A negativa de cobertura por “uso indevido do veículo” é uma das justificativas mais comuns utilizadas por seguradoras para recusar o pagamento de indenizações. Mas até que ponto esse tipo de recusa é legal? E o que o segurado pode fazer quando se depara com essa situação? Neste artigo, vamos esclarecer o que é considerado “uso indevido”, quando a negativa é legítima e como agir para contestá-la, caso ela seja injusta.
O que significa “uso indevido do veículo”?
O “uso indevido” ocorre quando o veículo é utilizado de forma diferente daquela informada na proposta do seguro ou em desacordo com as condições previstas na apólice. Essa utilização incorreta pode ser entendida como um agravamento do risco — ou seja, o aumento das chances de ocorrer um sinistro.
Alguns exemplos típicos de uso indevido são:
- Utilizar um carro declarado como de uso particular para transporte de passageiros (como Uber, táxis ou aplicativos de entrega), sem informar previamente à seguradora;
- Participar de rachas ou corridas automobilísticas;
- Permitir que o veículo seja conduzido por alguém não habilitado ou com CNH vencida;
- Modificar o veículo (ex: rebaixar suspensão, turbinar motor, mudar categoria) sem comunicar a seguradora;
- Usar o veículo fora do território de cobertura (ex: outro país ou local não coberto pela apólice).
Quando a seguradora pode negar a cobertura por uso indevido?
A recusa do pagamento da indenização só é válida se a seguradora demonstrar que houve, de fato, descumprimento contratual por parte do segurado. Mais do que isso: é necessário que a conduta do segurado tenha contribuído diretamente para o sinistro.
Ou seja, não basta apenas apontar que o veículo foi utilizado de forma diferente. A seguradora precisa comprovar que o uso indevido foi a causa — ou ao menos agravou — o evento que resultou no pedido de indenização.
O Superior Tribunal de Justiça (STJ) já firmou entendimento no sentido de que cláusulas restritivas de direito devem ser interpretadas de forma restrita. Em outras palavras, em caso de dúvida sobre o alcance da cláusula, prevalece a interpretação mais favorável ao consumidor (Súmula 469 do STJ).
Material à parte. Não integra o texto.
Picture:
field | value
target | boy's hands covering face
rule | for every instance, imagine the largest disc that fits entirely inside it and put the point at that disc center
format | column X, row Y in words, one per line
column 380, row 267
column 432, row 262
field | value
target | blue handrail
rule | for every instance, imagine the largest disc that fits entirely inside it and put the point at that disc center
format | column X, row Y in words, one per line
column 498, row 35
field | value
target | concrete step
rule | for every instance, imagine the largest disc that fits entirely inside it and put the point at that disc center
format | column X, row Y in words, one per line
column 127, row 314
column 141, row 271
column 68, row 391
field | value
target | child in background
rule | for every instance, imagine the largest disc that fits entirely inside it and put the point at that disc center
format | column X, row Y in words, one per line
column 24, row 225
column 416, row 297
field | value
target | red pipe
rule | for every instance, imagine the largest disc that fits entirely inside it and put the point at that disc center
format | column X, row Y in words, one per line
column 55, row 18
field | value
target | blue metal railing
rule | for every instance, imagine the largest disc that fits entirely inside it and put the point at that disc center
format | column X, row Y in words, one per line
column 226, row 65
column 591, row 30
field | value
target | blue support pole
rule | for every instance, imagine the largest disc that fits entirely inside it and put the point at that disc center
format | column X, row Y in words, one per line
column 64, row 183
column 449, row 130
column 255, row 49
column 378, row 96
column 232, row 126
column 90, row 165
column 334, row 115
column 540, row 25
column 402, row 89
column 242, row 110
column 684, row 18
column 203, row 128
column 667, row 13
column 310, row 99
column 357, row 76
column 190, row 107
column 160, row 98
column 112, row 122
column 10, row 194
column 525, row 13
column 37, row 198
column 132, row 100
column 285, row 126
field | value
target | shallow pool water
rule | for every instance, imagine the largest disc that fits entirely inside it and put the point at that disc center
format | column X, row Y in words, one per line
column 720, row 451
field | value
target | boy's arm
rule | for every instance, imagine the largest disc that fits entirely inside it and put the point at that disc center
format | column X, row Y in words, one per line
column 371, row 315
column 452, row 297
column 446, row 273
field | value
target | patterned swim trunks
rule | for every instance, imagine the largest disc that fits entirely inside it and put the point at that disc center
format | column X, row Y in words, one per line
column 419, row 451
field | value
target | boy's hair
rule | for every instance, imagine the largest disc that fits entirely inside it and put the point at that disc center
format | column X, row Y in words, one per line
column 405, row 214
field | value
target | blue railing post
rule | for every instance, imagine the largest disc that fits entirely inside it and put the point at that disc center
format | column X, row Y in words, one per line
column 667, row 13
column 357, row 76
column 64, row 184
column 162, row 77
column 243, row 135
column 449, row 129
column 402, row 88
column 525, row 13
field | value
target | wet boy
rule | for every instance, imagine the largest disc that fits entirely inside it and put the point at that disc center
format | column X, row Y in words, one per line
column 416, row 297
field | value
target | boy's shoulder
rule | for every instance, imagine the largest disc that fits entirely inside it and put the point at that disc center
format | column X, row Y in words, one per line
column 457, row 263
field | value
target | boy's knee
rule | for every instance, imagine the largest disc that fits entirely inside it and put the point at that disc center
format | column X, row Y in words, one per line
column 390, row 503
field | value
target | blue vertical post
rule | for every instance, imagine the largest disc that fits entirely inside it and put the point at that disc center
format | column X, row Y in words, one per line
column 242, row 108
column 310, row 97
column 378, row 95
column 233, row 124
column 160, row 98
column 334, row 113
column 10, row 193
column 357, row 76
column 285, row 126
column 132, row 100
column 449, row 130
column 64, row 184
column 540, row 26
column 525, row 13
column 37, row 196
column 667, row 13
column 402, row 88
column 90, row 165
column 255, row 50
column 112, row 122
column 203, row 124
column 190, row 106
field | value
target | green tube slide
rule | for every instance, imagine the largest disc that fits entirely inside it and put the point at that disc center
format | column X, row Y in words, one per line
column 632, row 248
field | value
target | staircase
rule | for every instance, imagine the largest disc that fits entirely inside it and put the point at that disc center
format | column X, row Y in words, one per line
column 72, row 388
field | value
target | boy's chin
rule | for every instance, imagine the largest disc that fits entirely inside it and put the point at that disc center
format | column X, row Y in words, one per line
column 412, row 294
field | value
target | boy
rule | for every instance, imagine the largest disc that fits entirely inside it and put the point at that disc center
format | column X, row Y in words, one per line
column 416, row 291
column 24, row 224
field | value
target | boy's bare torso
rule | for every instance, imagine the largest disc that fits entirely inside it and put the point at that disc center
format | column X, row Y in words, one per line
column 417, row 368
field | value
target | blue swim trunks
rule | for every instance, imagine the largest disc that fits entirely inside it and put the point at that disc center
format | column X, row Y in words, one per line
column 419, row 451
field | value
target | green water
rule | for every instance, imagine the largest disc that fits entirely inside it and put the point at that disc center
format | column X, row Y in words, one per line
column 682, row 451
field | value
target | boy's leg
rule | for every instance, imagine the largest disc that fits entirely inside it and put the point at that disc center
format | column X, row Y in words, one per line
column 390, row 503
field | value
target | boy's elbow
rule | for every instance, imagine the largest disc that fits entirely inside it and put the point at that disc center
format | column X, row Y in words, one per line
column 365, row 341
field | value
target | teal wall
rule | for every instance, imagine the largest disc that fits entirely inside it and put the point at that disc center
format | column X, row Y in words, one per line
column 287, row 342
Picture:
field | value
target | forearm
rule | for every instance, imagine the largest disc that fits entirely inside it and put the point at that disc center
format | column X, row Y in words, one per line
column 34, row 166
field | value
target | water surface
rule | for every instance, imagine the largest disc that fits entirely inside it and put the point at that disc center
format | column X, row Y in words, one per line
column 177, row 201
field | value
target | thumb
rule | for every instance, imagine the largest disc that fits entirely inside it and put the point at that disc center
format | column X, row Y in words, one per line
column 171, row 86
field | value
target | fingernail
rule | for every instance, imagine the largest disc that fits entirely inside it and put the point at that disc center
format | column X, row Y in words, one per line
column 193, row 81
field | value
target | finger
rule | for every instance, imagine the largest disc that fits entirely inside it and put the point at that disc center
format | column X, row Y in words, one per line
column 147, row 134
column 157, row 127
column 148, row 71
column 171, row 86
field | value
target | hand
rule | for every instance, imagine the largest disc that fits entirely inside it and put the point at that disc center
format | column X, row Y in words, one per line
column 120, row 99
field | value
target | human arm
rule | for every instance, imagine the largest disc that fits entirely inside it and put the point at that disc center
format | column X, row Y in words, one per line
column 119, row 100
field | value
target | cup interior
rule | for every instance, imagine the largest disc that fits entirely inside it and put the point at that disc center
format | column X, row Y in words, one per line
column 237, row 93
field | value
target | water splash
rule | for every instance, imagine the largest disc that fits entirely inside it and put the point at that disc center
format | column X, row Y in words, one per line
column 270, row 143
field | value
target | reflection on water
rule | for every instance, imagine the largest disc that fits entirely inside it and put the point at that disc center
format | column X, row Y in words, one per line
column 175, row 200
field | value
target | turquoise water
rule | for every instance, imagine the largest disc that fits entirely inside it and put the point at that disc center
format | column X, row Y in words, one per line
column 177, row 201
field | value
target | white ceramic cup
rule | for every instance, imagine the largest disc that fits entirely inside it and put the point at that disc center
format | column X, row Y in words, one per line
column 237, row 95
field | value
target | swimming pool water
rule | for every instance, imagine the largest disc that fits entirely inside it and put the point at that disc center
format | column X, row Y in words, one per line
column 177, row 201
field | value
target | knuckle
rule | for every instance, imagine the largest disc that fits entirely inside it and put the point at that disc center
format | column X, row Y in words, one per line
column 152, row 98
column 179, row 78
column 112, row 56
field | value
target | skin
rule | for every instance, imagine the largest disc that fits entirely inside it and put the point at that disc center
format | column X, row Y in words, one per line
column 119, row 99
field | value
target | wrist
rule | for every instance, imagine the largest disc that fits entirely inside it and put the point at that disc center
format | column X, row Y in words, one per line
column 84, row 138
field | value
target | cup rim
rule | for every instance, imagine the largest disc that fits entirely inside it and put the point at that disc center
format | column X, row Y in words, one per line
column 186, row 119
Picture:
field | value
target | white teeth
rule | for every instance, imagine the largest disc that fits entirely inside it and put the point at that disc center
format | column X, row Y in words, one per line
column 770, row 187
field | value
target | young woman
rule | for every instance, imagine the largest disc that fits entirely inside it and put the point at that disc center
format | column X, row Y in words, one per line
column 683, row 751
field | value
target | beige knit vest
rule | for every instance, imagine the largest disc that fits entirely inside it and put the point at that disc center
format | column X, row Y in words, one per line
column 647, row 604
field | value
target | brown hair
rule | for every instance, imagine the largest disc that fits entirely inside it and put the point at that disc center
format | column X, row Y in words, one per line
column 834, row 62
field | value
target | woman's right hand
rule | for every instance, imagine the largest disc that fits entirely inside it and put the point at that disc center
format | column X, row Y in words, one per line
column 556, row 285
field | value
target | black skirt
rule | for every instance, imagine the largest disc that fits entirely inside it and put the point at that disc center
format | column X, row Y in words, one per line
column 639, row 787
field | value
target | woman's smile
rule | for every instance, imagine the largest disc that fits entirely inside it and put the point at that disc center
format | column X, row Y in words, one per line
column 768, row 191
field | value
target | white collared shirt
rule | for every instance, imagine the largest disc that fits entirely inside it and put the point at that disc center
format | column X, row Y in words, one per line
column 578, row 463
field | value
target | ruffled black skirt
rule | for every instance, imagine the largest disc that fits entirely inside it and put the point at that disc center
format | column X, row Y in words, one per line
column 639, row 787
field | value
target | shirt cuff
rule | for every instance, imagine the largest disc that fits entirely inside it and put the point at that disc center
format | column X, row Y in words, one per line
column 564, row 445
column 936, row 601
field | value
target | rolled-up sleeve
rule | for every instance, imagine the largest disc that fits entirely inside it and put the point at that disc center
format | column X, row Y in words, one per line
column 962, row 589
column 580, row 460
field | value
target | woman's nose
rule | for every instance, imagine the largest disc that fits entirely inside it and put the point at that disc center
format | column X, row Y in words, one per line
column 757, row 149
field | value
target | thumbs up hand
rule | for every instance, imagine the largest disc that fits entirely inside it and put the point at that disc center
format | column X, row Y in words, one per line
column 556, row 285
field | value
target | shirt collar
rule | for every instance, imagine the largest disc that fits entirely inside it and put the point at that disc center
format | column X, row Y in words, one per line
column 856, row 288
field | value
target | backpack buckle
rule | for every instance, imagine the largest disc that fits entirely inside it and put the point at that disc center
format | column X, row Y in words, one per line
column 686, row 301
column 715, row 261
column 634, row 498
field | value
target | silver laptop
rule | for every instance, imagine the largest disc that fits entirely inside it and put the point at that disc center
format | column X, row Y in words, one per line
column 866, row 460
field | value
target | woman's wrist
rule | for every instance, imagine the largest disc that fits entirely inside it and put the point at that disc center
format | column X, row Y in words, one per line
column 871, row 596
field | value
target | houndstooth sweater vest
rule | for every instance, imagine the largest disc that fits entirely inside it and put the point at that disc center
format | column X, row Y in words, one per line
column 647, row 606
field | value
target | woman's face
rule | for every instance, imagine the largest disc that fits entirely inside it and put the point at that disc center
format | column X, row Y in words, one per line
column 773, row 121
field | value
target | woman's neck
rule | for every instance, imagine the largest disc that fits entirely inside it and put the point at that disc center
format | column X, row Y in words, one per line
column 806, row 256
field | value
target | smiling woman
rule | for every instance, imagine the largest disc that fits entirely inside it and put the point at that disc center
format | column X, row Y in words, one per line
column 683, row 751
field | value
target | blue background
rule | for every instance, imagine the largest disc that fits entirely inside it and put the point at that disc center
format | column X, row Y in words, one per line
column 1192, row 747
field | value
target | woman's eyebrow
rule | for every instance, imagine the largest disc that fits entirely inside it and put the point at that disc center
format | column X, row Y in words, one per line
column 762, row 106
Casos reais: o que diz a jurisprudência
Há decisões judiciais reconhecendo como abusiva a negativa de indenização quando o uso considerado “indevido” não teve relação com o sinistro. Exemplo: um motorista envolvido em um acidente enquanto conduzia o veículo para uso pessoal, mas que estava em nome de uma empresa — nesse caso, se não houver prova de que o uso comercial contribuiu para o sinistro, a recusa é considerada indevida.
Em 2021, o Tribunal de Justiça do Distrito Federal (TJDFT) condenou uma seguradora a pagar a indenização por danos após ela ter negado cobertura com base em uso indevido. A seguradora não conseguiu comprovar que o uso divergente havia contribuído para o acidente, o que levou o Judiciário a entender que a negativa foi abusiva (Processo nº 0708374-81.2020.8.07.0001).
O que fazer diante de uma negativa por “uso indevido”?
- Leia a apólice com atenção
Verifique se há cláusula clara e específica sobre o tipo de uso declarado do veículo e se realmente houve descumprimento por parte do segurado. - Peça a negativa por escrito
Solicite à seguradora que apresente formalmente os motivos da recusa, indicando qual cláusula foi descumprida. - Reúna provas
Junte documentos, testemunhos e registros que demonstrem que o uso do veículo estava dentro do que foi contratado, ou que, mesmo se houve divergência, isso não contribuiu para o sinistro. - Tente resolver extrajudicialmente
Você pode registrar reclamação na SUSEP ou no Procon, exigindo a revisão da negativa. - Procure um advogado especialista em seguros
Caso não consiga resolver administrativamente, é possível ingressar com uma ação judicial para exigir o cumprimento do contrato e, se for o caso, pedir indenização por danos morais.
Conclusão
A alegação de “uso indevido do veículo” nem sempre é suficiente para justificar a negativa da indenização. O segurado tem direitos garantidos pelo Código de Defesa do Consumidor e pelo Código Civil, e pode — e deve — contestar decisões abusivas das seguradoras. Diante de uma negativa, a melhor estratégia é buscar orientação jurídica, reunir provas e, se necessário, recorrer ao Judiciário para fazer valer o contrato.